Она почувствовала, как на глаза снова навернулись слезы.
– Я… совсем не то, что ты думаешь… – прошептала она.
– Не то? А о чем я думаю? – спросил он, не выпуская ее рук.
Элеонора только теперь заметила, как он побледнел.
– Я… пришла сюда поразмышлять, – с трудом нашла она подходящий ответ.
– Именно из этого окна выбросилась когда-то Мег Макдональд, – догадливо заметил Гаррик и поспешно захлопнул створки.
– Здесь очень душно, поэтому я и решила открыть окно, – снова солгала Элеонора.
– Но почему ты плакала, мама? Прошу тебя, скажи! Неужели ты хочешь… повторить?
Она увидела в глазах сына бесконечную любовь и глубокую тревогу. Ласково коснувшись его щеки, она тихо сказала:
– Нет! Конечно, нет!
Гаррик испытующе посмотрел ей в глаза, а потом решительно произнес:
– Мне не нравится, что ты ходишь сюда, на чердак.
Элеонора лишь облизнула пересохшие губы.
– Пойдем со мной, мама. Я хочу просить тебя об одолжении, – продолжил Гаррик, направляясь к лестнице.
Элеонора согласно кивнула и послушно двинулась следом. Гаррик открыл дверь и отошел в сторону, учтиво пропуская мать вперед, но Элеонора внезапно остановилась и прошептала:
– Ты слышал?
– Нет, я ничего не слышал, – ответил Гаррик, с недоумением глядя на мать.
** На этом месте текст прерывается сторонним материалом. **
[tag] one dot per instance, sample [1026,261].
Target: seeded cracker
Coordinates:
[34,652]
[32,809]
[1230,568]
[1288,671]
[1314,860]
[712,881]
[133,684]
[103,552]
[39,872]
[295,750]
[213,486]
Однако Элеонора не двигалась с места. Она не сомневалась в том, что ее кто-то тихо окликнул. Впрочем, это могло быть всего лишь игрой ее воображения. Мало ли странных звуков издает старое сухое дерево, которым изнутри обшит весь чердак! Порой, когда она приходила сюда поплакать и просто побыть в одиночестве, ей казалось, что за ней кто-то внимательно наблюдает, но бывало и так, что она ничего не чувствовала, кроме собственной печали и угнетающего одиночества. Теперь же ей впервые явственно послышалось собственное имя, и кто-то тронул ее за шею.
Элеонора в испуге повернулась к окну.
Оно было закрыто.
За окном не шелохнулись ни одна веточка, ни один листочек, ни одна травинка, потому что ветер совсем стих.
Целый день она тайно голодала и пила только ту воду, которую ей удалось принести из кухни. К вечеру ум ее обрел былую ясность и остроту. Она дрожала уже не от слабости, а от бессильного пока что гнева. Она вспомнила, что Арлен отослал Анну в Бедлам, и теперь места себе не находила, представляя свою маленькую слепую дочку в окружении сумасшедших обитателей этого страшного заведения. Надо во что бы то ни стало бежать из поместья и спасать Анну! Но как?
Конечно, она явится в Бедлам, назовет себя и потребует отдать ей дочь, попавшую туда по недоразумению. А что, если ей откажут?
Оливия расхаживала по спальне, стараясь унять головную боль – последний симптом длительного отравления. Но мучили ее другие вопросы.
Почему Элизабет до сих пор находилась в поместье, а не в Лондоне вместе с Арленом? Передаст ли Лайонел Гаррику ее просьбу?
Сейчас она отчаянно нуждалась в его помощи!